La fameuse règle des 500 parrainages d’élus n’a pas toujours été un problème pour les « petits » candidats. Dans l’histoire de Cinquième République, le nombre de candidats à la fonction suprême, si l’on fait abstraction des deux premières élections au cours desquelles le système pouvait être jugé comme étant encore en rodage, a rapidement augmenté : 6 candidats en 1965, 7 en 1969, 12 en 1974, 10 en 1981, première élection présidentielle appliquant le fameux système des 500 signatures, 9 en 1988, 9 en 1995, 16 en 2002 et 12 en 2007.

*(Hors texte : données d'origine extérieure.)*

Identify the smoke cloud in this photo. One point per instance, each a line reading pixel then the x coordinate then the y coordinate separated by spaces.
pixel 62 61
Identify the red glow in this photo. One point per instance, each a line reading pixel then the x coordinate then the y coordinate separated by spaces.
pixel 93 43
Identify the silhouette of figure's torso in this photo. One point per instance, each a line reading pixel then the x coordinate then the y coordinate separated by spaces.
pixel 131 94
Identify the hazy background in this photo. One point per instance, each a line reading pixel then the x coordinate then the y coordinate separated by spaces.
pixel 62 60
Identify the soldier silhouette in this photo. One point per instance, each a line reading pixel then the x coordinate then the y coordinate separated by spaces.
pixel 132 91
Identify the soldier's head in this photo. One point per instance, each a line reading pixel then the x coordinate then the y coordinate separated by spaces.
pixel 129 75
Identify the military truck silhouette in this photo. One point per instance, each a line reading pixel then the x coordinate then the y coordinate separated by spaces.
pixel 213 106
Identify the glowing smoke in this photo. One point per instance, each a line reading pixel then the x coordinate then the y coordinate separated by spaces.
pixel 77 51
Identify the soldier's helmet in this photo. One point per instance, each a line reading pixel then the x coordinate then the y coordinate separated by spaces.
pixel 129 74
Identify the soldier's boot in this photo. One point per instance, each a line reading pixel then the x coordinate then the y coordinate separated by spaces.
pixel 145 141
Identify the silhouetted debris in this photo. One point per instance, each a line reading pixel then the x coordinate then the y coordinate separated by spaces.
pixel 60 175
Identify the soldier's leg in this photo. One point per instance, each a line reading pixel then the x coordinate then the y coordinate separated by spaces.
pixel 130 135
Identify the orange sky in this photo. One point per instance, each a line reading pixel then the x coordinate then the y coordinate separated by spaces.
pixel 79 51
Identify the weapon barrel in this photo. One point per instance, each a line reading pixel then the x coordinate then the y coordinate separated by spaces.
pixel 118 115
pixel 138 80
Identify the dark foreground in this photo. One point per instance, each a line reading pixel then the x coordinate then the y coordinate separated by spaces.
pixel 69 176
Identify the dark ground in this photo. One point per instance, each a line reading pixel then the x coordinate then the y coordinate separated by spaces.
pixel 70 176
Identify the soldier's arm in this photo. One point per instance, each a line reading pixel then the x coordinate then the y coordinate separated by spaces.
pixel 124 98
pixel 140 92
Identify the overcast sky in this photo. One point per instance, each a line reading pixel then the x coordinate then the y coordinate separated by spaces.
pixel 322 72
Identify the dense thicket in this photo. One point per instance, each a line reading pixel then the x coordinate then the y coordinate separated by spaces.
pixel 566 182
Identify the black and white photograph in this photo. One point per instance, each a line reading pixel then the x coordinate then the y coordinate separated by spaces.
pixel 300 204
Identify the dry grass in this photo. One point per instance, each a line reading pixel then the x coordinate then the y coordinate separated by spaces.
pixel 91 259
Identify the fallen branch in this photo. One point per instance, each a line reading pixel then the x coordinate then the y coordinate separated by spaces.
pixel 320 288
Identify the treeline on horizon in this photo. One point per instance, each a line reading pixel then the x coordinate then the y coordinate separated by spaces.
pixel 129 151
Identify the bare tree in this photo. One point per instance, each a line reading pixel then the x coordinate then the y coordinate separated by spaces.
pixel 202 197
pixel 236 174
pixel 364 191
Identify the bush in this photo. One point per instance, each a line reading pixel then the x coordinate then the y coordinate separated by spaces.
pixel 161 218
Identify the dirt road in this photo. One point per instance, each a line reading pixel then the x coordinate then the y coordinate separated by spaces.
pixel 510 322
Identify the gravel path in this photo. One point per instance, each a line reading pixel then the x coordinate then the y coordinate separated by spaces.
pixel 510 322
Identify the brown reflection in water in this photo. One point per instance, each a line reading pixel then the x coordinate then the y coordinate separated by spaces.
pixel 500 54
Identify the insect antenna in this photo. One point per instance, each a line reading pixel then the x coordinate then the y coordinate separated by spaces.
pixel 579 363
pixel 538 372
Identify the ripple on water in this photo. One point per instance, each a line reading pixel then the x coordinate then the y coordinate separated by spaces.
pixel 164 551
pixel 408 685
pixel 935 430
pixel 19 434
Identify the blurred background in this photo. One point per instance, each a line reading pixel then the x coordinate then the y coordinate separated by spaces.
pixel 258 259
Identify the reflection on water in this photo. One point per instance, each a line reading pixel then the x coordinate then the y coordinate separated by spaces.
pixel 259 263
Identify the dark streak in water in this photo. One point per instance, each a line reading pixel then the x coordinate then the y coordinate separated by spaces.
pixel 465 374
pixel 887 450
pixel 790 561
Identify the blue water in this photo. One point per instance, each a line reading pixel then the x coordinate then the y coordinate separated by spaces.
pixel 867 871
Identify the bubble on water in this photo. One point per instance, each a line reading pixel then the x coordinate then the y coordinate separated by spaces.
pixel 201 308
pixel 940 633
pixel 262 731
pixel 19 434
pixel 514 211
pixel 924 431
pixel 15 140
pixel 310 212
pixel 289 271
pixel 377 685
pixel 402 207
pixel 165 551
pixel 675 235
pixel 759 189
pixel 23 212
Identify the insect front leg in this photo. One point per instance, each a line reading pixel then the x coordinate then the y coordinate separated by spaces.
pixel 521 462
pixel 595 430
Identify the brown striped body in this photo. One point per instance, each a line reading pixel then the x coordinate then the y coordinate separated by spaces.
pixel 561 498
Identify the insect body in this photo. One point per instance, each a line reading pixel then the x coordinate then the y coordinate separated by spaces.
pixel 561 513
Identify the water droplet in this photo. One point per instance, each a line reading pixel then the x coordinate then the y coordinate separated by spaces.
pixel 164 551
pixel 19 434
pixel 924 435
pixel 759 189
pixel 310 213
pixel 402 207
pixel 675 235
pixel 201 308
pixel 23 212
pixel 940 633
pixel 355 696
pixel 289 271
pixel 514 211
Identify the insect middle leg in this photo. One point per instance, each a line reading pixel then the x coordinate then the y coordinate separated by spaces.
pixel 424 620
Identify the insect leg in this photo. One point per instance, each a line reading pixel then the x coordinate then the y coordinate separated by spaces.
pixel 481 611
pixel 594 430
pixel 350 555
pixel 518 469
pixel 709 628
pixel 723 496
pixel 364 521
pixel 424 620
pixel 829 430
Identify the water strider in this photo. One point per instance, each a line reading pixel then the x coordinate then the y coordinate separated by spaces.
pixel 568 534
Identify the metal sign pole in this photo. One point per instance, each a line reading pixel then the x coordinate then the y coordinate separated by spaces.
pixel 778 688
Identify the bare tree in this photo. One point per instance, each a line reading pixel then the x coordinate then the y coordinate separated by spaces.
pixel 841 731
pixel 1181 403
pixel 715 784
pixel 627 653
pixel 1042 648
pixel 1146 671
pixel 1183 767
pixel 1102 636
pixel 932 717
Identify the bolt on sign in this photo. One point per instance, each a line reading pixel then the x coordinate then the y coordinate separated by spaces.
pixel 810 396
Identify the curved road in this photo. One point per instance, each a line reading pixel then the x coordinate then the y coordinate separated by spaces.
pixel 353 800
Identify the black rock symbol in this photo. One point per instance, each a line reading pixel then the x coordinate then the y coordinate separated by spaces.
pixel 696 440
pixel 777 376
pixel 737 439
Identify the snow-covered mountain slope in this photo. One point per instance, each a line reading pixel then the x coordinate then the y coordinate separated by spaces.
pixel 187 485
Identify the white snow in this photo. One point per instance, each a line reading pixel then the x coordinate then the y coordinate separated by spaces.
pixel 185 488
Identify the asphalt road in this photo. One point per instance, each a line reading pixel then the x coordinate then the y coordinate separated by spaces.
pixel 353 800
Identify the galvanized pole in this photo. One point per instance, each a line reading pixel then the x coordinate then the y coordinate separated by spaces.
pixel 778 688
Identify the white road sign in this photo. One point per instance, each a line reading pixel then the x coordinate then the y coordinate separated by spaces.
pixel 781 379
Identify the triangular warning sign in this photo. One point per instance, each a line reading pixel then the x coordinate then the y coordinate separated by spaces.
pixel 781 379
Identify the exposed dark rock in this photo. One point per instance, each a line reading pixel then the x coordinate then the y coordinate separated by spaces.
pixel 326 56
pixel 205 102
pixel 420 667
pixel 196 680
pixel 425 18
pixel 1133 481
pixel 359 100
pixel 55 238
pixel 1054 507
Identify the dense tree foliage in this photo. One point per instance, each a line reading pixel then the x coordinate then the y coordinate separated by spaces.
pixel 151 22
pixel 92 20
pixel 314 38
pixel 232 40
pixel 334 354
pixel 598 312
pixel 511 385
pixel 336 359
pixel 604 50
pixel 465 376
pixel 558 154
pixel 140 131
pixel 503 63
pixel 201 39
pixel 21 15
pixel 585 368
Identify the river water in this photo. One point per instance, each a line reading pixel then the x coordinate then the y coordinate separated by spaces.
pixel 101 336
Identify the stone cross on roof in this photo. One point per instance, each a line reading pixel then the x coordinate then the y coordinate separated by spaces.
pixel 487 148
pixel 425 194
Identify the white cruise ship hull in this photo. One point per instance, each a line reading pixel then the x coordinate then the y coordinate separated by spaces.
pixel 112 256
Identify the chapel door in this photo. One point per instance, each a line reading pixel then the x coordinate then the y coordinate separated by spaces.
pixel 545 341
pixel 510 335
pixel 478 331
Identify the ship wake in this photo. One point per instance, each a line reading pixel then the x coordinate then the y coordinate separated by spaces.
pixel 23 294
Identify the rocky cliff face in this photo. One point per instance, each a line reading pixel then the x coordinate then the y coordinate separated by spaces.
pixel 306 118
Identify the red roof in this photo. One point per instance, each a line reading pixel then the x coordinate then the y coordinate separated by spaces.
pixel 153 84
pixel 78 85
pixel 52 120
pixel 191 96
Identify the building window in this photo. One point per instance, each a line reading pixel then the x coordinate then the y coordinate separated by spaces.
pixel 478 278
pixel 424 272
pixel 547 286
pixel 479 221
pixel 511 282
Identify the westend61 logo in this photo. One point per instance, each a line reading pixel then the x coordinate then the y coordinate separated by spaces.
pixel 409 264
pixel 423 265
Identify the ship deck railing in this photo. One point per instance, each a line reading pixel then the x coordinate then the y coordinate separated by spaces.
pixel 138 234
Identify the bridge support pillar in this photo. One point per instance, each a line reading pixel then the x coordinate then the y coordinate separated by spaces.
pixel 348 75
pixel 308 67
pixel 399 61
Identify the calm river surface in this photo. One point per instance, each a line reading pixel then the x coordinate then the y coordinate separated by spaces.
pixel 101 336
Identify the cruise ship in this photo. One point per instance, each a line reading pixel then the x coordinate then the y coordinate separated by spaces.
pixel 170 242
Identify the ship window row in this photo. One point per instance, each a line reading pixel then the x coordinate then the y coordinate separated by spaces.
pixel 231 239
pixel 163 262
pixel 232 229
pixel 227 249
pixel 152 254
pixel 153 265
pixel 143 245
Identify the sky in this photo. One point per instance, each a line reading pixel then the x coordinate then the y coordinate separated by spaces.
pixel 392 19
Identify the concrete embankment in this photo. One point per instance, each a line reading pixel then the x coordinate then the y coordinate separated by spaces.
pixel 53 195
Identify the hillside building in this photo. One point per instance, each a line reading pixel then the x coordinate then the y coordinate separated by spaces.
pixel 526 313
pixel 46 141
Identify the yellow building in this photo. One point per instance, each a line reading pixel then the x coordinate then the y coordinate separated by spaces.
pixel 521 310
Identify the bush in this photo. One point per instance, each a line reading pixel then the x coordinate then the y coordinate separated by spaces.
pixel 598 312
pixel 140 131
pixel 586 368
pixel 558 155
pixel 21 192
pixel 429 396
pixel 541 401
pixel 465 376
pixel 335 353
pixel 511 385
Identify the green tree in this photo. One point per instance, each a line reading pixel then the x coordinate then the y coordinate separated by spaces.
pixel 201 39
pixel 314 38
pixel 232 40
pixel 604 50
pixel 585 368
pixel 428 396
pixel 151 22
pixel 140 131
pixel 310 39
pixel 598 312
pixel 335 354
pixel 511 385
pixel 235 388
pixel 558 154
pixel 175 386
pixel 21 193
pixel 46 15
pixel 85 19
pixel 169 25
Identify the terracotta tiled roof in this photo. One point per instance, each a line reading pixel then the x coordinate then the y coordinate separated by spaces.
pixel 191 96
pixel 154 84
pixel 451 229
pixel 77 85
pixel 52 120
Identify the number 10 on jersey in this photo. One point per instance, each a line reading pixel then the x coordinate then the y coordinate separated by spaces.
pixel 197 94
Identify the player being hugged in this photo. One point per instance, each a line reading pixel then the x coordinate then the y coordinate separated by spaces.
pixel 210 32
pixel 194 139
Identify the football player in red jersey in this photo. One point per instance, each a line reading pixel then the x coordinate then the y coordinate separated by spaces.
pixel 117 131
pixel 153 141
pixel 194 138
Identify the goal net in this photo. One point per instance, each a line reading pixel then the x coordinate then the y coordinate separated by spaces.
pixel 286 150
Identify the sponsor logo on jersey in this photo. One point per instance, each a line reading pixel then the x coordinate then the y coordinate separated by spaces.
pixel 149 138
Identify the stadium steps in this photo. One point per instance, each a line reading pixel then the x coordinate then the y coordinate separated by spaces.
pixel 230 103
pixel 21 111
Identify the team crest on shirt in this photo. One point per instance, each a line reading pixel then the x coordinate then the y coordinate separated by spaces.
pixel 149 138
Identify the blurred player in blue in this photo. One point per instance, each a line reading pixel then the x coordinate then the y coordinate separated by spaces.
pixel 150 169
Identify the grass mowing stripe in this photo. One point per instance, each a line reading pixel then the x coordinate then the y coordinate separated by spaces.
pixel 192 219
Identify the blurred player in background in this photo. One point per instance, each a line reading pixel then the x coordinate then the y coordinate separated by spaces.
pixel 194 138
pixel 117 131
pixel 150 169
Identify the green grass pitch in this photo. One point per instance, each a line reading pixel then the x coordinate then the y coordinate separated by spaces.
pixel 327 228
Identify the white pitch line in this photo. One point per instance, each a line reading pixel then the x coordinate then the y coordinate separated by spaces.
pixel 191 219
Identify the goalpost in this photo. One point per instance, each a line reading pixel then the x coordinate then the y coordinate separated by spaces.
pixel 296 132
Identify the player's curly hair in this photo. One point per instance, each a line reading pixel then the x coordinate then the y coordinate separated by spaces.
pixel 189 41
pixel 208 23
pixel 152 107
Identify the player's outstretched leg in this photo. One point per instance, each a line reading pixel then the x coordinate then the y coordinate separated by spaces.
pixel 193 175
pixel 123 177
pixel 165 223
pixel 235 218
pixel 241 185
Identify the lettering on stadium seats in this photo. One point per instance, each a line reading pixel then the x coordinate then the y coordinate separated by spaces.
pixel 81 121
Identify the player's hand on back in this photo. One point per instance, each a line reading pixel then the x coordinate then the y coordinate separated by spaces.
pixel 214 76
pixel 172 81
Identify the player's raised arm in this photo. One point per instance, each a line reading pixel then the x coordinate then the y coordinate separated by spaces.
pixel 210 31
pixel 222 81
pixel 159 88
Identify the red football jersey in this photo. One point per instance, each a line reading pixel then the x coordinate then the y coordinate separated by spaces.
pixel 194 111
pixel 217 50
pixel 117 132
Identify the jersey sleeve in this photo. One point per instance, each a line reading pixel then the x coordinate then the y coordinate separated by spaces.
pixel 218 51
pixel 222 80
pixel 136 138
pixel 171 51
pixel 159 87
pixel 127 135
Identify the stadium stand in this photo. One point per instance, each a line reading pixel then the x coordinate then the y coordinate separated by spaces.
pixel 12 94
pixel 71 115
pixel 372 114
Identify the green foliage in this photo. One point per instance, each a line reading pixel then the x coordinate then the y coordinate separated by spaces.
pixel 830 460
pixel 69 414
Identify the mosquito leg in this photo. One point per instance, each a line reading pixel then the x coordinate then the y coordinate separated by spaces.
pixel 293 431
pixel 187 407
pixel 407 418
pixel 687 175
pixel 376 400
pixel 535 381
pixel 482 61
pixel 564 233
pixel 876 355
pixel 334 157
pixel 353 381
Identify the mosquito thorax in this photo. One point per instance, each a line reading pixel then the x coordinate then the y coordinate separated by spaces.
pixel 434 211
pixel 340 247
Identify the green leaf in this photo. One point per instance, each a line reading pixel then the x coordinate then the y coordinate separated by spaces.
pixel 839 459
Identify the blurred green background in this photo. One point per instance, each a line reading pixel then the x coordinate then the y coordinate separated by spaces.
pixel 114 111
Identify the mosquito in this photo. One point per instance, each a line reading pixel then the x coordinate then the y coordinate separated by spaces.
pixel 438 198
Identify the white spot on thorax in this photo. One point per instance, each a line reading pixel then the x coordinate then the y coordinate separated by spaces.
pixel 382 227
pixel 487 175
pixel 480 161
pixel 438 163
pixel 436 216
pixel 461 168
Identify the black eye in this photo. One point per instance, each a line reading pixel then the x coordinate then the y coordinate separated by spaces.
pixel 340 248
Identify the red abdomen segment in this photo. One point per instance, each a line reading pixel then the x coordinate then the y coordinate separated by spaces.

2012 sera-t-elle l’élection d’un certain retour aux origines ? Peu de candidats, en effets, semblent en mesure d’aller jusqu’au bout de leur démarche. A droite, la majorité sortante fait bloc derrière Nicolas Sarkozy : Christine Boutin et Hervé Morin ont déjà annoncé qu’ils se ralliaient au président sortant. Au centre-gauche, Hollande ne souffrira d’aucune concurrence : le Parti radical de gauche (PRG), qui avait présenté Christiane Taubira en 2002, le soutient depuis la tenue de la primaire socialiste auquel il a participé ; quant à Jean-Pierre Chevènement, il a jeté l’éponge après s’être présenté dans un premier temps, comme il l’avait fait en 2007. Du côté de la gauche radicale, Jean-Luc Mélenchon est assuré de réunir les 500 parrainages, grâce à la bonne implantation du PCF qui revendique encore 10.000 élus. François Bayrou n’a pas d’appareil fort derrière lui, mais sa notoriété le préserve également d’un éventuel manque de signatures. Quant à Eva Joly, si l’ont tient compte du fait que les Verts parviennent à présenter un candidat à chaque scrutin depuis 1974, sa présence au premier tour fait également peu de doutes.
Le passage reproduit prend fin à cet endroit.